The recent market correction started with an employment report, and the most recent employment report gave reason to suggest that those fears may have been overblown.  The economy created 313,000 jobs in February, with strength in nearly every sector.  Further, that job creation occurred without additional pressures on inflation.  Average hourly earnings increased only 0.1% for the month and 2.6% for the year, and that number was below the troublesome number of 2.9% reported previously.  We are seeing solid economic growth without inflation, the best of all possible worlds, and the market has responded quite positively as we move into the middle of March.

Data Points and Global Economic Indicators

In the long term, markets reflect corporate earnings.  When earnings are rising, stock prices are likely to follow.  There are times when valuations contract, and growth in corporate earnings do not lead to strong stock price gains.  Expectations continue to suggest that corporate earnings growth will be robust in 2018, and that is one of the best reasons to be encouraged that the market will likely work its way higher as this year progresses.

Interest rates continue to trade in a range that is higher than last fall but not materially higher than the end of January.  Any significant increase in rates would be a cause for concern.

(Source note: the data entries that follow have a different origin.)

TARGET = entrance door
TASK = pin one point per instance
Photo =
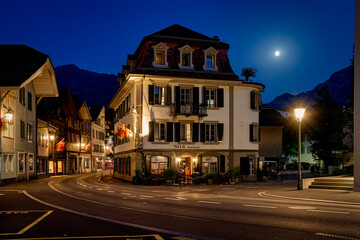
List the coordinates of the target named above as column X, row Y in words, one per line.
column 185, row 167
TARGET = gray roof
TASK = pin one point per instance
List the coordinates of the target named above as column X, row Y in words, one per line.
column 18, row 63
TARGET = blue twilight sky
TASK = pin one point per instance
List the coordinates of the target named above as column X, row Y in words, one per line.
column 315, row 37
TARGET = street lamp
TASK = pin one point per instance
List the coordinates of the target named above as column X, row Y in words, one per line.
column 299, row 114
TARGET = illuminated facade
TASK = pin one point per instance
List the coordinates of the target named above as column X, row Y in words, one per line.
column 180, row 105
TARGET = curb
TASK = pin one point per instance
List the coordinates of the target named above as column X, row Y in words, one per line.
column 264, row 194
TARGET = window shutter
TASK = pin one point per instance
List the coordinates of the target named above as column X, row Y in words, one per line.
column 151, row 94
column 204, row 97
column 168, row 96
column 202, row 132
column 169, row 131
column 252, row 100
column 196, row 100
column 195, row 132
column 177, row 99
column 220, row 97
column 220, row 132
column 222, row 163
column 251, row 132
column 177, row 131
column 151, row 131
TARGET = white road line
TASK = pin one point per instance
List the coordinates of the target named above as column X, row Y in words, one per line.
column 324, row 211
column 258, row 206
column 146, row 196
column 154, row 229
column 174, row 199
column 209, row 202
column 303, row 208
column 336, row 236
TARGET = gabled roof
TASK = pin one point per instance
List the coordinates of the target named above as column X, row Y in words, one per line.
column 178, row 31
column 271, row 117
column 95, row 111
column 20, row 64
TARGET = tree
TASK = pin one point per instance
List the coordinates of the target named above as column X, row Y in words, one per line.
column 248, row 72
column 327, row 128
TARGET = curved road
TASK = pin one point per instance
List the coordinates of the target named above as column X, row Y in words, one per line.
column 196, row 212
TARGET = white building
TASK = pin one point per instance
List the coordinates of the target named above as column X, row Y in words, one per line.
column 26, row 76
column 179, row 104
column 97, row 135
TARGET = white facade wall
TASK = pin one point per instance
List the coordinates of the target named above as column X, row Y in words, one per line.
column 26, row 146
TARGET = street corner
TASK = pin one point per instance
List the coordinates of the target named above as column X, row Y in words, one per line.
column 24, row 219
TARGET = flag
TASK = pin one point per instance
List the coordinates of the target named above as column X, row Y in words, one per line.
column 88, row 147
column 60, row 146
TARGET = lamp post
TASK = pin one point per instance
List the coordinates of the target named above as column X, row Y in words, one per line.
column 299, row 114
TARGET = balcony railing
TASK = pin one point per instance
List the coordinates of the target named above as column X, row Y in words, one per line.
column 188, row 109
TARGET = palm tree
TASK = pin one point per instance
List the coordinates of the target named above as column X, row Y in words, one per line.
column 248, row 72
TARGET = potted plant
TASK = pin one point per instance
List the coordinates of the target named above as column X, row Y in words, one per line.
column 169, row 175
column 211, row 178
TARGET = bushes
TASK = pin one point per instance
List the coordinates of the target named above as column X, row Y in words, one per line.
column 137, row 179
column 346, row 170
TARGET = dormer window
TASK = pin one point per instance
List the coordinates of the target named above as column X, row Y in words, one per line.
column 210, row 59
column 186, row 57
column 160, row 55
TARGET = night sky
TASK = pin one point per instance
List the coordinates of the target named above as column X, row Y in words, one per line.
column 314, row 37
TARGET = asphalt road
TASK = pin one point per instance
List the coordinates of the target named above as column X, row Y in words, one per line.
column 84, row 206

Global economic growth remains strong, and troubling signs are few and far between.  Volatility has increased, but valuations are more attractive then they were at the start of the year.  We are hard-pressed to find economic indicators that suggest risks are rising dramatically.

Conclusion

It is important to watch out for increasing risks.  The good news is that risk management is part of our culture.  We are constantly monitoring economic indicators to see if risks are rising and if investors’ positioning should be adjusted.  We do expect higher volatility, but we also expect higher corporate earnings.  We have not increased our Risk Pulse™ so far, but we remain on alert for data that suggests the status quo has changed.  We do not expect a recession over the next few quarters, and we do believe that higher earnings will lead to higher stock prices even if the road to get there is far more volatile than we would like.